Dernière mise à jour : 15 déc. 2020


LES IDEES REDUCTRICES À PROPOS DU SEXE

Parfois je m'attriste un peu de constater que pour beaucoup encore, le sexe est plutôt un exercice, une activité un peu « coquine » qui fait du bien, un besoin de lâcher le surplus de tension, un jeu qui s'apparente trop souvent à un exploit ou à une épreuve de force !


Parfois il est justifié et revendiqué comme un besoin « physiologique » , un peu comme la digestion, ou alors un devoir humain de procréation afin d’assurer la survie de l’espèce.


Pourtant toutes ces visions de la sexualité – si elles sont aussi les « résultats divers » de son action – sont bien éloignées de son essence !


LA NATURE PREMIERE DU SEXE


Le sexe (la sexualité) est avant tout un élan, un mouvement naturel et pur, une tempête intérieure qui nous relie au vivant premier, un emportement spontané sur lequel il serait plus aisé d’apprendre à se poser que de tenter de le maîtriser…


Et à travers nos peaux, nos souffles, nos odeurs et nos sensibilités, nos pensées, nos émotions… une explosion d’hormones et de substances se déverse en nous. Les fluides de la joie et du plaisir nécessaires à notre bien-être et à notre santé comme les hormones (endorphines, dopamine, sérotonine ou ocytocine) qui sont nécessaires à notre équilibre psychique et physique, au même titre que cette batterie de vitamines, protéines, minéraux (magnésium, potassium), acides gras et autres substances essentielles.


LA NECESSITE DU SEXE


Nos polarités genrées (ou non) lorsqu'elles se touchent, nous permettent de « naître » au sens propre et au sens figuré du terme ; nous devrions peut-être appeler ce moment de l’entre-deux ; « nouvelle aube, premier jour, venue au monde »…au lieu de « petite mort ».* (*Je suis toujours impressionnée de constater à quel point notre vocabulaire est issu de la peur et non de l’amour.)

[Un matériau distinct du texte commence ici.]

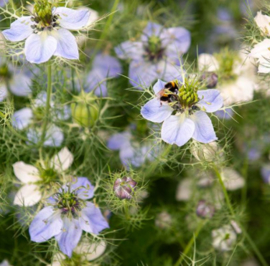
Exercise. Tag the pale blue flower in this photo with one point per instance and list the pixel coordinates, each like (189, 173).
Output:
(104, 66)
(156, 55)
(182, 120)
(131, 152)
(47, 38)
(67, 215)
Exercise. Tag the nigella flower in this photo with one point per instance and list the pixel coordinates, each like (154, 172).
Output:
(104, 66)
(34, 180)
(132, 153)
(182, 111)
(67, 215)
(156, 55)
(47, 31)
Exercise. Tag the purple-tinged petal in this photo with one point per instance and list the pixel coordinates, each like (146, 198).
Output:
(204, 131)
(66, 44)
(117, 141)
(83, 187)
(45, 225)
(70, 236)
(72, 19)
(156, 111)
(22, 118)
(177, 129)
(210, 100)
(92, 220)
(39, 48)
(19, 30)
(130, 50)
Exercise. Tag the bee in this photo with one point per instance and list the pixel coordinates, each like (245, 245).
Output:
(169, 92)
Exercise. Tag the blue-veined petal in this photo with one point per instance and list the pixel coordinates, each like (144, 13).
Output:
(177, 129)
(39, 48)
(72, 19)
(210, 100)
(156, 111)
(204, 131)
(19, 30)
(70, 236)
(45, 225)
(92, 220)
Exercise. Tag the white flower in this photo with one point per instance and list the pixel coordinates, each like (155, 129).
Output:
(87, 251)
(263, 22)
(224, 238)
(31, 177)
(47, 37)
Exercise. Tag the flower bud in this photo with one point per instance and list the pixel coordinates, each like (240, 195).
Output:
(210, 79)
(205, 210)
(124, 187)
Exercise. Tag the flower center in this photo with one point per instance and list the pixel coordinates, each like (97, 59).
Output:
(154, 50)
(43, 17)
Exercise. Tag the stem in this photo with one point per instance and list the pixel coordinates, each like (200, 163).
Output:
(190, 243)
(48, 102)
(251, 243)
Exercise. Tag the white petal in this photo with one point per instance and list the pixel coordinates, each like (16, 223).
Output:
(177, 129)
(39, 48)
(28, 195)
(207, 62)
(63, 160)
(19, 29)
(72, 19)
(22, 118)
(66, 44)
(26, 172)
(204, 131)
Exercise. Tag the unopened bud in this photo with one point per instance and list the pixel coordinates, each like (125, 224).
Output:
(205, 210)
(210, 79)
(124, 187)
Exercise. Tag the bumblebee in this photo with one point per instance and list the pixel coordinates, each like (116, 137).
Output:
(169, 93)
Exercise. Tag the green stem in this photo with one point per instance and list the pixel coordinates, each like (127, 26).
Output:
(190, 243)
(48, 102)
(229, 205)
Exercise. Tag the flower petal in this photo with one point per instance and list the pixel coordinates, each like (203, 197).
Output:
(177, 129)
(26, 173)
(62, 160)
(66, 44)
(210, 100)
(130, 50)
(70, 236)
(204, 131)
(45, 225)
(22, 118)
(83, 187)
(19, 30)
(28, 195)
(156, 111)
(72, 19)
(92, 220)
(39, 48)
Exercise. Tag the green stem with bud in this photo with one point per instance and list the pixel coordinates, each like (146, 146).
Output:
(229, 205)
(200, 226)
(48, 101)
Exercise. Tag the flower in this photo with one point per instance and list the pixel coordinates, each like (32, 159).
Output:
(34, 179)
(124, 187)
(224, 238)
(86, 252)
(47, 32)
(132, 153)
(104, 66)
(156, 55)
(183, 116)
(66, 215)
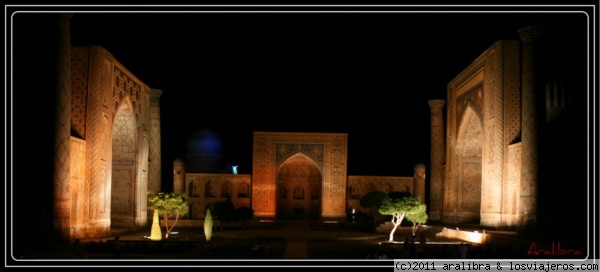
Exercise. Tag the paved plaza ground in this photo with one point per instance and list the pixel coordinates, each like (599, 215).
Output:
(287, 240)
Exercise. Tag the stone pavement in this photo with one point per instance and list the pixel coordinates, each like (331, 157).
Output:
(294, 239)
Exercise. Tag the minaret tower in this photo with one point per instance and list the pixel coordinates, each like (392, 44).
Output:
(178, 176)
(438, 155)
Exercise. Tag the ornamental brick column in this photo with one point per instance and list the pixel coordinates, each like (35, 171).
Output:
(62, 132)
(437, 159)
(154, 169)
(532, 117)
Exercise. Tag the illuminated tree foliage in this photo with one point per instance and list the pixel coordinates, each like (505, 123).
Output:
(407, 206)
(418, 217)
(168, 205)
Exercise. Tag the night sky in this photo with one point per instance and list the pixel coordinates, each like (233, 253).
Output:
(366, 73)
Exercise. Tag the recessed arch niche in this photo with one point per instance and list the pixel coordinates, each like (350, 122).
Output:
(469, 165)
(303, 174)
(277, 153)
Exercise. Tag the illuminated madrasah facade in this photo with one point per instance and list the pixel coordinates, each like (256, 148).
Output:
(294, 175)
(484, 152)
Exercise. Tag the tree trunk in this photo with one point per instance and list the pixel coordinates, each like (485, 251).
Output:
(396, 224)
(155, 233)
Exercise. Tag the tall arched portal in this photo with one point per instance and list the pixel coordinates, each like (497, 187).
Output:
(469, 165)
(123, 167)
(299, 185)
(312, 164)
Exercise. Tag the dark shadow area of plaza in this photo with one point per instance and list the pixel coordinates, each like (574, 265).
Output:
(316, 241)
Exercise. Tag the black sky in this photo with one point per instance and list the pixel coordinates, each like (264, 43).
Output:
(366, 73)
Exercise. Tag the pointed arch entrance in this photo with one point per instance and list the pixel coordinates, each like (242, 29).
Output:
(469, 166)
(319, 159)
(123, 167)
(303, 176)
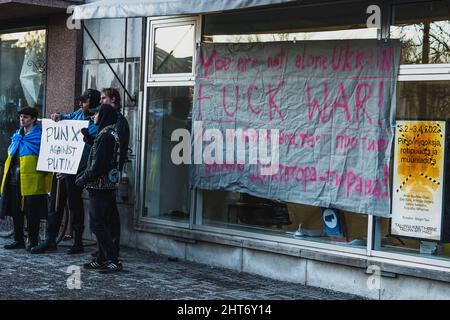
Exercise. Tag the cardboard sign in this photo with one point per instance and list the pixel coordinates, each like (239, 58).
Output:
(61, 146)
(332, 102)
(418, 182)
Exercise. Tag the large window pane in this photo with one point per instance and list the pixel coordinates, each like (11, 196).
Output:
(167, 191)
(22, 71)
(173, 49)
(424, 29)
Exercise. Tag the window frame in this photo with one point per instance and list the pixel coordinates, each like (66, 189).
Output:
(166, 80)
(407, 72)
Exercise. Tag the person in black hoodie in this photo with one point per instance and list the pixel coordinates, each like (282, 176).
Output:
(101, 178)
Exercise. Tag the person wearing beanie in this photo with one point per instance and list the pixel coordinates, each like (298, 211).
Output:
(101, 178)
(88, 101)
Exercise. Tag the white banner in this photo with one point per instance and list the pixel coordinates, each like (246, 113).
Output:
(61, 145)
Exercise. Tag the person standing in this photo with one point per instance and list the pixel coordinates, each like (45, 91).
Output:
(88, 102)
(101, 178)
(25, 189)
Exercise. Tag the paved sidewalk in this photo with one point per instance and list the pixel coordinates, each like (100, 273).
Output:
(145, 276)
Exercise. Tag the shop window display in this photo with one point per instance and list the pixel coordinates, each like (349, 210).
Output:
(418, 100)
(22, 68)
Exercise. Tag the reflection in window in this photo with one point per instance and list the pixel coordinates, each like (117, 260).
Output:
(174, 49)
(366, 33)
(167, 192)
(22, 71)
(425, 42)
(241, 211)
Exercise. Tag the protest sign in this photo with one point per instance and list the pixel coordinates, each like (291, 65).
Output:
(418, 179)
(333, 104)
(61, 146)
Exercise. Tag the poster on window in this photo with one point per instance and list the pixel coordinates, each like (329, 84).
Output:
(61, 146)
(418, 179)
(326, 108)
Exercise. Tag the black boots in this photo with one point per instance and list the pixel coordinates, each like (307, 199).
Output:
(44, 247)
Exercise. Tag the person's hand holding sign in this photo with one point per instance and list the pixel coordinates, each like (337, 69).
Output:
(60, 176)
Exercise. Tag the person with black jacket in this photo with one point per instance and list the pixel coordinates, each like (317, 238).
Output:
(88, 102)
(101, 178)
(112, 97)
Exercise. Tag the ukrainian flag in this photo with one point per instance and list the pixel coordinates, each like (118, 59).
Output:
(32, 182)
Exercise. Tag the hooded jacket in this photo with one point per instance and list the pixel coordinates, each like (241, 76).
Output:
(104, 153)
(27, 146)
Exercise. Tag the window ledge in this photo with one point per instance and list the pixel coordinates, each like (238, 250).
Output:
(351, 260)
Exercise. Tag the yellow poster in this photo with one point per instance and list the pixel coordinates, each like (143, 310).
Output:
(418, 176)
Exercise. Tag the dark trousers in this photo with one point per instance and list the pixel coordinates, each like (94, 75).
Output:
(33, 205)
(55, 214)
(76, 207)
(102, 204)
(70, 193)
(114, 224)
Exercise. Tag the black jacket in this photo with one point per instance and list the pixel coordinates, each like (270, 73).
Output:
(123, 130)
(103, 153)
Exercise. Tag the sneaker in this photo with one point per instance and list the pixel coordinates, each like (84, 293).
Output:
(110, 266)
(75, 250)
(43, 247)
(31, 246)
(15, 245)
(94, 264)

Et sans ces naissances répétées nous ne pouvons entrer dans la fluidité des transformations, des ajustements nécessaires à toutes choses. Nous avons besoin de ces bains d’énergies dont les mouvements intérieurs et extérieurs, dont les actions, les bienfaits et les résultats vont bien au-delà de tout ce que nous pensons comprendre de nos corps, de nos esprits et de nos cœurs !


Le sexe dans son aspiration de l’autre est alors une nécessité aussi physique qu’émotionnelle, psychique et énergétique ! Bien plus qu'un besoin, faire l'amour, baiser, caresser, jouer, prendre son pied, le pied de l'autre si on veut, haleter, crier et toutes ces choses de l'enfance dans une insouciance et une innocence en version adulte est une nécessité physique qui ne nous est pas imposée, à nous de faire le choix de nous en imprégner.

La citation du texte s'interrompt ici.